From: Paolo Bonzini <pbonzini@redhat.com>
To: Junaid Shahid <junaids@google.com>, kvm@vger.kernel.org
Cc: jmattson@google.com, seanjc@google.com, bgardon@google.com,
dmatlack@google.com
Subject: Re: [PATCH] kvm: x86: mmu: Make NX huge page recovery period configurable
Date: Sat, 16 Oct 2021 09:00:22 +0200 [thread overview]
Message-ID: <f513e90b-8eed-53ef-6c80-e588f1260e18@redhat.com> (raw)

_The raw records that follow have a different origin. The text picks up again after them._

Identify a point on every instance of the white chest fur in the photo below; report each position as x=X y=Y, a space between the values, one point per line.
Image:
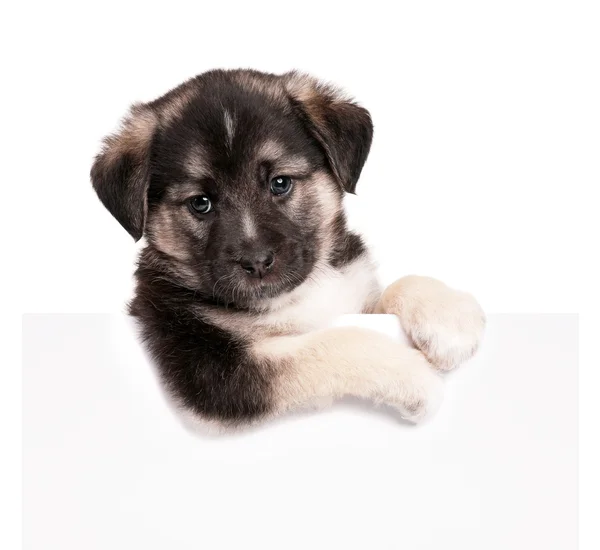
x=324 y=297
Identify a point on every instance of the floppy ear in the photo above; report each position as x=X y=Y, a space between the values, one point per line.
x=121 y=172
x=343 y=128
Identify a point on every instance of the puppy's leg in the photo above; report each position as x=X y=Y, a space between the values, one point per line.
x=349 y=361
x=445 y=324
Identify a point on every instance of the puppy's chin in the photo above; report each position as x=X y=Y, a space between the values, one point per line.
x=249 y=293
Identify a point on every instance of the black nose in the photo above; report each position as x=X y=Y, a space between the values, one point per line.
x=258 y=264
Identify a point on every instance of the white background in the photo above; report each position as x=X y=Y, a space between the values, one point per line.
x=108 y=465
x=484 y=167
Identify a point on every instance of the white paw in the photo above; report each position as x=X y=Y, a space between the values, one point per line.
x=419 y=391
x=445 y=324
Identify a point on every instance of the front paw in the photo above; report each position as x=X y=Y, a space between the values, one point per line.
x=445 y=324
x=417 y=391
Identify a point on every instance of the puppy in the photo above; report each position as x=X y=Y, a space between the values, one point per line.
x=236 y=180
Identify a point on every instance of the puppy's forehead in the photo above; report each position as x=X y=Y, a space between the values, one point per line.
x=239 y=127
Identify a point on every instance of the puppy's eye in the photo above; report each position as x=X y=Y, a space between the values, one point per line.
x=200 y=204
x=281 y=185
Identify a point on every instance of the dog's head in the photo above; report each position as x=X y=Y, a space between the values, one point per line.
x=236 y=178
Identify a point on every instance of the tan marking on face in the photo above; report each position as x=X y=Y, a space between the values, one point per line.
x=271 y=150
x=248 y=225
x=182 y=191
x=230 y=123
x=301 y=86
x=263 y=84
x=195 y=163
x=176 y=101
x=164 y=232
x=134 y=137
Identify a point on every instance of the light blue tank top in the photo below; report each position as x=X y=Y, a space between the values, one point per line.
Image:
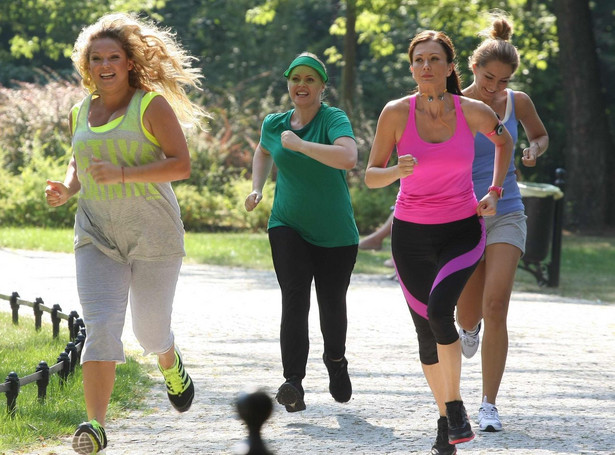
x=482 y=167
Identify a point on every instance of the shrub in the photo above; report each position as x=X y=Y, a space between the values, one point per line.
x=34 y=119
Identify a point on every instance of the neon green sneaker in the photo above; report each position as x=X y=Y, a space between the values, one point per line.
x=180 y=388
x=90 y=438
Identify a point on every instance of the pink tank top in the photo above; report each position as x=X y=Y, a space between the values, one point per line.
x=440 y=189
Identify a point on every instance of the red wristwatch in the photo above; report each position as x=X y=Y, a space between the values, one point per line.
x=498 y=190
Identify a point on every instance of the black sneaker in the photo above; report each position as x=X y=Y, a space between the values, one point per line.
x=442 y=446
x=290 y=394
x=459 y=428
x=180 y=388
x=339 y=381
x=90 y=438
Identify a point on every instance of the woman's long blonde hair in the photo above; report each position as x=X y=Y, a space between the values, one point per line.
x=160 y=63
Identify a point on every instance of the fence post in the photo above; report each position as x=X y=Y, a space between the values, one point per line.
x=55 y=320
x=38 y=313
x=71 y=349
x=558 y=223
x=15 y=307
x=81 y=343
x=11 y=395
x=78 y=326
x=65 y=371
x=71 y=324
x=43 y=382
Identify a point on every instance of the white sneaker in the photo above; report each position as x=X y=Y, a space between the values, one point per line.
x=469 y=341
x=488 y=417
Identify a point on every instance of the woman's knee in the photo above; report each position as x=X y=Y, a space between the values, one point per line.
x=495 y=311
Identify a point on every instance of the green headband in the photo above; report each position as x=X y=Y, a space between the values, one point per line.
x=305 y=60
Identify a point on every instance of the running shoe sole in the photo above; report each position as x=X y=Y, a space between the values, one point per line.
x=290 y=398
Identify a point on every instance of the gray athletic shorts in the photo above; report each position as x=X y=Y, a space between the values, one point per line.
x=104 y=284
x=508 y=228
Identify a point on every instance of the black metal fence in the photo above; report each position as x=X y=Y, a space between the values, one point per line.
x=67 y=360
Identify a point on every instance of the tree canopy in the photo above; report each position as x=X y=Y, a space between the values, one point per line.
x=244 y=46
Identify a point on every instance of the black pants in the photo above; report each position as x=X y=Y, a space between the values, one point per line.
x=433 y=263
x=296 y=263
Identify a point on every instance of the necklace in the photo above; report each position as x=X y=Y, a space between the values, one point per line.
x=430 y=97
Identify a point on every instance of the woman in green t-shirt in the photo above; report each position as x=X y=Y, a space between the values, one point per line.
x=312 y=231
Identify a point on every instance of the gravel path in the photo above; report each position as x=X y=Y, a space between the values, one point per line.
x=557 y=396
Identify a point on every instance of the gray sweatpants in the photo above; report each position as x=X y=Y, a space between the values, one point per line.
x=103 y=285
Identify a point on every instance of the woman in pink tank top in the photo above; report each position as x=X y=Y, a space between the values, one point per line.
x=438 y=235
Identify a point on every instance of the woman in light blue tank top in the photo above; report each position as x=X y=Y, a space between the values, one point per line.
x=487 y=293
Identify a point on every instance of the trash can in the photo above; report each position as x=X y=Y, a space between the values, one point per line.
x=539 y=200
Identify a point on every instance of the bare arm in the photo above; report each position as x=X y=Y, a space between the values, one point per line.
x=388 y=132
x=481 y=118
x=56 y=192
x=261 y=167
x=534 y=129
x=342 y=154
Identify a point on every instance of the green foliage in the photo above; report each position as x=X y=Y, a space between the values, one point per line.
x=372 y=207
x=41 y=33
x=36 y=423
x=22 y=197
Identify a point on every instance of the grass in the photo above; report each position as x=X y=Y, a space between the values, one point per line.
x=37 y=424
x=586 y=268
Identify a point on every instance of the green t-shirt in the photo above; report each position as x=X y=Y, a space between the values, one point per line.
x=311 y=197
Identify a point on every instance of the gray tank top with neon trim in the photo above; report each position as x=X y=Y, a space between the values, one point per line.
x=125 y=221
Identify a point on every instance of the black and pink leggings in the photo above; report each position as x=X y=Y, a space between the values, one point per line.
x=433 y=264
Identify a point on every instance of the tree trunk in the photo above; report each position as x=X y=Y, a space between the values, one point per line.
x=587 y=131
x=350 y=56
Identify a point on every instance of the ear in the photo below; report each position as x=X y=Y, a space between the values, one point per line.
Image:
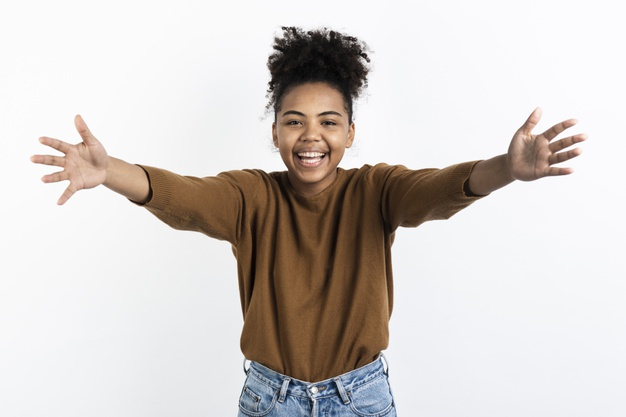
x=351 y=133
x=274 y=134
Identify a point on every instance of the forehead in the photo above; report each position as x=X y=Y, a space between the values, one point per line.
x=314 y=97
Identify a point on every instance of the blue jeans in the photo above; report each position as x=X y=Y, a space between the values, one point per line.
x=364 y=392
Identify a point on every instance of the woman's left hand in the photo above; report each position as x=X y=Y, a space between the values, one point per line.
x=531 y=157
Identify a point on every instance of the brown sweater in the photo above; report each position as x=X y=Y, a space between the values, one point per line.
x=315 y=276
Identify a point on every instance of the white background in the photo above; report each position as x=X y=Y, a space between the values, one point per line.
x=514 y=307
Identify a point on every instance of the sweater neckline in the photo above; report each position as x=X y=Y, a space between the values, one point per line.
x=322 y=194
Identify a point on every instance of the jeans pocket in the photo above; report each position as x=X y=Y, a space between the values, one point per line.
x=257 y=398
x=373 y=399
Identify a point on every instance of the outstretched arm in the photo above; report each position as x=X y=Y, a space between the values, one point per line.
x=529 y=157
x=87 y=165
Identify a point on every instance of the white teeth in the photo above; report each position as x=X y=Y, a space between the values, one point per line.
x=311 y=154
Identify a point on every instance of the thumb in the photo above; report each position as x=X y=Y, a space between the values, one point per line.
x=531 y=122
x=84 y=131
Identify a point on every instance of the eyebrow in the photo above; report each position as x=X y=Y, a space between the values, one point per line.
x=325 y=113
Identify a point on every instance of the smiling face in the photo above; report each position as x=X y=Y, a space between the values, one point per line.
x=312 y=132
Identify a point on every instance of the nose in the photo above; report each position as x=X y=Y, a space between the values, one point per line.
x=311 y=134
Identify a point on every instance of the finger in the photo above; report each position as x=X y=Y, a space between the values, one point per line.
x=55 y=177
x=67 y=194
x=558 y=171
x=531 y=122
x=51 y=160
x=55 y=144
x=566 y=142
x=564 y=156
x=558 y=128
x=83 y=130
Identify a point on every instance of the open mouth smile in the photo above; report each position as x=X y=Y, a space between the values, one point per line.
x=311 y=158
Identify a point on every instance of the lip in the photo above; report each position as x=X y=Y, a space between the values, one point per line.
x=300 y=162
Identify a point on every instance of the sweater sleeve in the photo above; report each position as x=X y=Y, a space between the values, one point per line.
x=412 y=197
x=214 y=205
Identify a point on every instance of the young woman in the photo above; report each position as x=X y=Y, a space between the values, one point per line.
x=313 y=242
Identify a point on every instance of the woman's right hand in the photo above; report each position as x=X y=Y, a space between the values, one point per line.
x=84 y=165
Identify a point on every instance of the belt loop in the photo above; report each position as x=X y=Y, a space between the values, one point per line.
x=385 y=364
x=283 y=390
x=342 y=391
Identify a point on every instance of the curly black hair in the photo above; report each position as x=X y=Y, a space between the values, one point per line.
x=321 y=55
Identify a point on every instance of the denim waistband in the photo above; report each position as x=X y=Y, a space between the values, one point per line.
x=339 y=385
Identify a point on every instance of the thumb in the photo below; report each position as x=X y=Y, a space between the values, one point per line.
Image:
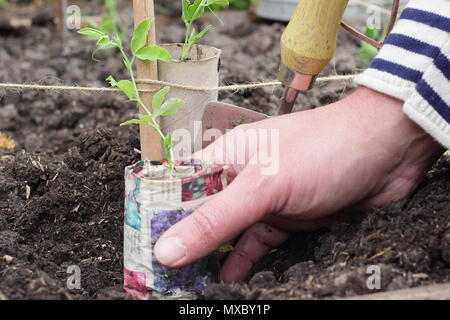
x=243 y=203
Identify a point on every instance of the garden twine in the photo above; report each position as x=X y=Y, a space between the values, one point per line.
x=159 y=84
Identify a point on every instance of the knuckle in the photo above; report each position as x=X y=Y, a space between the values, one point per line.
x=207 y=223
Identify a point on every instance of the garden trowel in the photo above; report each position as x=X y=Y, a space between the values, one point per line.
x=222 y=116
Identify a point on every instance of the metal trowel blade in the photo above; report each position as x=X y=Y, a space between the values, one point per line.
x=222 y=116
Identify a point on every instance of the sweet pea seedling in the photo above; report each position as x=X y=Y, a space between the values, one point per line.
x=160 y=105
x=191 y=12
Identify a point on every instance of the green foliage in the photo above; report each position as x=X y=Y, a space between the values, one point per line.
x=367 y=52
x=111 y=22
x=161 y=106
x=240 y=4
x=192 y=11
x=237 y=4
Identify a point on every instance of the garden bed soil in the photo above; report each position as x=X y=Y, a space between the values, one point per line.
x=62 y=186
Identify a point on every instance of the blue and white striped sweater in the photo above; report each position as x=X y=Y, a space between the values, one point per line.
x=414 y=66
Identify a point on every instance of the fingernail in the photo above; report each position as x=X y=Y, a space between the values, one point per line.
x=170 y=251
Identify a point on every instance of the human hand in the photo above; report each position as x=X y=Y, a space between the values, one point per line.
x=357 y=153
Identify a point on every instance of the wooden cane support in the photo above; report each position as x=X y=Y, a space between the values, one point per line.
x=151 y=144
x=61 y=7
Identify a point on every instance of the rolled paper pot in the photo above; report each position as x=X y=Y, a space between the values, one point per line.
x=154 y=202
x=201 y=69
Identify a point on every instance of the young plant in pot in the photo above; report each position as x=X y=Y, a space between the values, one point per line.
x=193 y=65
x=158 y=194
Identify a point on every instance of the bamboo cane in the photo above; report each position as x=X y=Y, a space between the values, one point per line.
x=61 y=7
x=151 y=144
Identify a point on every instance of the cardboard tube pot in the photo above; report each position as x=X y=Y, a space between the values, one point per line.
x=153 y=203
x=200 y=70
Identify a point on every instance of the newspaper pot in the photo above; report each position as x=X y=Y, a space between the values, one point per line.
x=154 y=202
x=201 y=69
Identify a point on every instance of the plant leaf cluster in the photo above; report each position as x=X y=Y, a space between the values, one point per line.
x=192 y=10
x=161 y=106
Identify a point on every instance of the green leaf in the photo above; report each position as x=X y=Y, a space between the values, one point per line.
x=92 y=33
x=159 y=98
x=199 y=36
x=220 y=3
x=134 y=121
x=170 y=107
x=185 y=10
x=127 y=87
x=104 y=41
x=192 y=11
x=124 y=85
x=168 y=145
x=154 y=53
x=140 y=35
x=112 y=81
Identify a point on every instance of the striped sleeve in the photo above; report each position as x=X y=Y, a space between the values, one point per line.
x=414 y=66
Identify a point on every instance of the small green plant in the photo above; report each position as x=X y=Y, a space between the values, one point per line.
x=111 y=22
x=191 y=12
x=161 y=106
x=367 y=52
x=240 y=4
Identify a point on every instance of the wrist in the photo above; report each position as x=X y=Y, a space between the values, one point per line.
x=384 y=124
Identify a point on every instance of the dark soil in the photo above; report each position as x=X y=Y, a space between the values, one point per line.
x=61 y=187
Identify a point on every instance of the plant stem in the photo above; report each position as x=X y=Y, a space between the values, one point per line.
x=188 y=46
x=129 y=66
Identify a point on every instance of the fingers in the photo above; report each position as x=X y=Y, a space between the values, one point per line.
x=252 y=247
x=228 y=214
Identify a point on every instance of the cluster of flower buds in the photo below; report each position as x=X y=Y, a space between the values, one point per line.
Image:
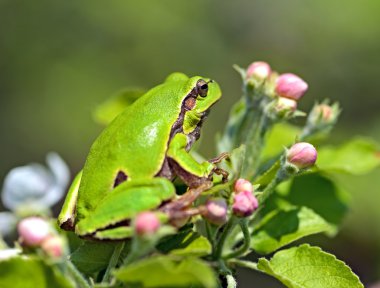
x=245 y=203
x=322 y=117
x=301 y=155
x=286 y=89
x=147 y=223
x=38 y=232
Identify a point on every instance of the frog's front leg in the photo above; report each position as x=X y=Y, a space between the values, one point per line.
x=186 y=167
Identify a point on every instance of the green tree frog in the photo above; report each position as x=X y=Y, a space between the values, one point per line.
x=131 y=164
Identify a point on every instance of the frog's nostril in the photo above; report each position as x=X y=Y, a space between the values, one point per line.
x=120 y=178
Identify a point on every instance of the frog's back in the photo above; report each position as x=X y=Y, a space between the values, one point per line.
x=135 y=143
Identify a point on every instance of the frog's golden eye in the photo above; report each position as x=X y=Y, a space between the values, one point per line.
x=202 y=87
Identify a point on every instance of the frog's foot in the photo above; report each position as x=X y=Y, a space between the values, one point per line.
x=220 y=171
x=186 y=199
x=220 y=158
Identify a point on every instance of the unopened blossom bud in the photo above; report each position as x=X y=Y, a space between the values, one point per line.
x=244 y=204
x=290 y=86
x=147 y=223
x=302 y=155
x=324 y=114
x=216 y=211
x=259 y=70
x=53 y=246
x=243 y=185
x=33 y=230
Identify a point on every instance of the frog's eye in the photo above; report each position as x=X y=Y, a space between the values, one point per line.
x=202 y=87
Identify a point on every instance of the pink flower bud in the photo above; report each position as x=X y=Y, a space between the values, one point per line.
x=33 y=230
x=147 y=223
x=325 y=111
x=53 y=246
x=290 y=86
x=244 y=204
x=259 y=70
x=302 y=155
x=243 y=185
x=216 y=211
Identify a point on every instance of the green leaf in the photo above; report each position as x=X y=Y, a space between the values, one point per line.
x=265 y=178
x=87 y=261
x=235 y=162
x=286 y=226
x=280 y=136
x=198 y=247
x=309 y=267
x=112 y=107
x=359 y=156
x=20 y=272
x=321 y=194
x=186 y=243
x=161 y=271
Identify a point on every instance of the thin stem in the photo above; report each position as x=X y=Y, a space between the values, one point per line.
x=210 y=235
x=245 y=264
x=78 y=277
x=231 y=282
x=247 y=241
x=219 y=249
x=113 y=261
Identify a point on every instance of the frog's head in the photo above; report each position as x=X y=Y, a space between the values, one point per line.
x=205 y=93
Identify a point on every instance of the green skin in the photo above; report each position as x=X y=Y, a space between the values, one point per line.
x=131 y=164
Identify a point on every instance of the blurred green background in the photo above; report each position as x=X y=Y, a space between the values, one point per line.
x=59 y=59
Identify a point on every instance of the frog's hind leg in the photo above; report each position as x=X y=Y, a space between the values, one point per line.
x=67 y=215
x=185 y=166
x=124 y=202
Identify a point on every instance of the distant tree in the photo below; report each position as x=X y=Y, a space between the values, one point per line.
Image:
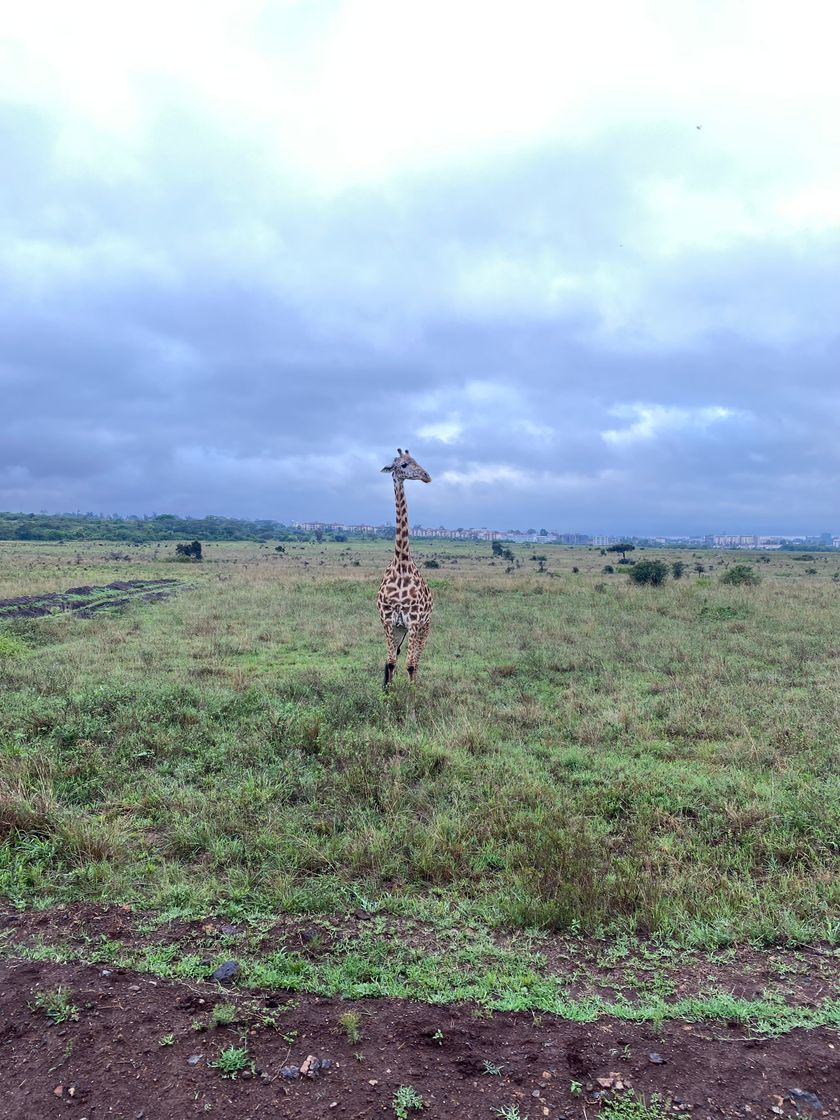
x=740 y=575
x=649 y=571
x=624 y=548
x=192 y=551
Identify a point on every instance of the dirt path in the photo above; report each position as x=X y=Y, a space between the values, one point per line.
x=86 y=600
x=127 y=1053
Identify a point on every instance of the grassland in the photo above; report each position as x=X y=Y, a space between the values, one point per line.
x=579 y=755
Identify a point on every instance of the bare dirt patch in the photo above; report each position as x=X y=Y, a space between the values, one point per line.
x=133 y=1051
x=86 y=600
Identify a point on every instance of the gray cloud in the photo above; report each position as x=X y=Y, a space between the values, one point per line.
x=194 y=329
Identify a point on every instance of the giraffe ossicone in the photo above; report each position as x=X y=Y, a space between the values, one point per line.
x=404 y=599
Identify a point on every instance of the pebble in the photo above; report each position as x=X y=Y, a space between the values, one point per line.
x=227 y=971
x=803 y=1097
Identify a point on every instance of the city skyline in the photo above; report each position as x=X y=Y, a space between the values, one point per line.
x=248 y=251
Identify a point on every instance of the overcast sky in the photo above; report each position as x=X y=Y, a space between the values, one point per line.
x=584 y=259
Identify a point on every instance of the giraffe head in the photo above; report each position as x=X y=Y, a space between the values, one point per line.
x=406 y=468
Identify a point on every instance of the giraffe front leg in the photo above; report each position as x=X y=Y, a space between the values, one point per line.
x=391 y=658
x=417 y=642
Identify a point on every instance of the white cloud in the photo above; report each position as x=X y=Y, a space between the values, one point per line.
x=650 y=421
x=446 y=431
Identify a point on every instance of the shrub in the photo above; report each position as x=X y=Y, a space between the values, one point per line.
x=742 y=575
x=649 y=571
x=192 y=551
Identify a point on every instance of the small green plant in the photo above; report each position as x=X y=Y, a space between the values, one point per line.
x=223 y=1015
x=740 y=575
x=232 y=1060
x=632 y=1106
x=406 y=1100
x=350 y=1023
x=56 y=1005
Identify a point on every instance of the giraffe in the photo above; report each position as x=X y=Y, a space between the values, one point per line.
x=404 y=599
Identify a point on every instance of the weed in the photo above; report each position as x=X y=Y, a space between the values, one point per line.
x=406 y=1100
x=223 y=1015
x=350 y=1024
x=232 y=1061
x=632 y=1106
x=56 y=1005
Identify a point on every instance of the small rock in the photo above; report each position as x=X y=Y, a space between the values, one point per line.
x=804 y=1098
x=310 y=1066
x=227 y=971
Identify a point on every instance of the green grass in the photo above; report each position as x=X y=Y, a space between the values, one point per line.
x=579 y=754
x=57 y=1005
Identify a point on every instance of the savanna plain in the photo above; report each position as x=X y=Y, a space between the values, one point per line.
x=587 y=864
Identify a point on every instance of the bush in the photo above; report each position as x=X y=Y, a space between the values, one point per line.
x=192 y=551
x=742 y=575
x=649 y=571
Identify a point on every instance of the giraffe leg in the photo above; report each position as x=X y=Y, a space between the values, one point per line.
x=392 y=651
x=417 y=641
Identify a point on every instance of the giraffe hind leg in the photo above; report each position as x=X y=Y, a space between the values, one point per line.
x=419 y=635
x=393 y=641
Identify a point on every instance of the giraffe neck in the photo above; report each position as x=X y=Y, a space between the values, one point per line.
x=401 y=540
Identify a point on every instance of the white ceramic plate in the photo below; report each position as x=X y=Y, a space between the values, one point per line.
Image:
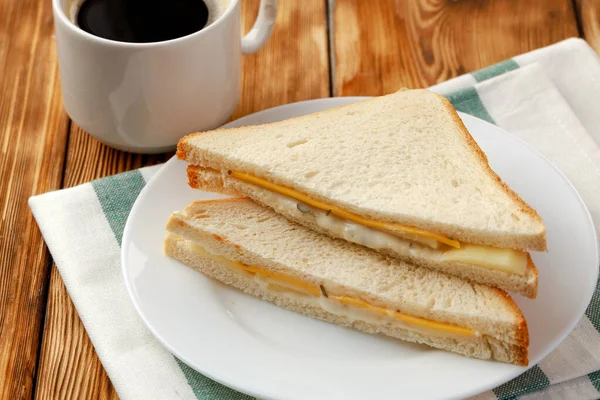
x=259 y=349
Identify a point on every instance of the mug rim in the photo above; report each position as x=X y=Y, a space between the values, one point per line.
x=58 y=10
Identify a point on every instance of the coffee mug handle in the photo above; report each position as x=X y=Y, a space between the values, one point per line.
x=261 y=30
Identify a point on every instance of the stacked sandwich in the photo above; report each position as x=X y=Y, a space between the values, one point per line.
x=382 y=215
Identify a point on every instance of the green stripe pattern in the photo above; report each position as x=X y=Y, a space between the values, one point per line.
x=467 y=100
x=495 y=70
x=531 y=381
x=117 y=195
x=593 y=310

In-Reply-To: <20211016005052.3820023-1-junaids@google.com>
On 16/10/21 02:50, Junaid Shahid wrote:
> Currently, the NX huge page recovery thread wakes up every minute and
> zaps 1/nx_huge_pages_recovery_ratio of the total number of split NX
> huge pages at a time. This is intended to ensure that only a
> relatively small number of pages get zapped at a time. But for very
> large VMs (or more specifically, VMs with a large number of
> executable pages), a period of 1 minute could still result in this
> number being too high (unless the ratio is changed significantly,
> but that can result in split pages lingering on for too long).
>
> This change makes the period configurable instead of fixing it at
> 1 minute (though that is still kept as the default). Users of
> large VMs can then adjust both the ratio and the period together to
> reduce the number of pages zapped at one time while still
> maintaining the same overall duration for cycling through the
> entire list (e.g. the period could be set to 1 second and the ratio
> to 3600 to maintain the overall cycling period of 1 hour).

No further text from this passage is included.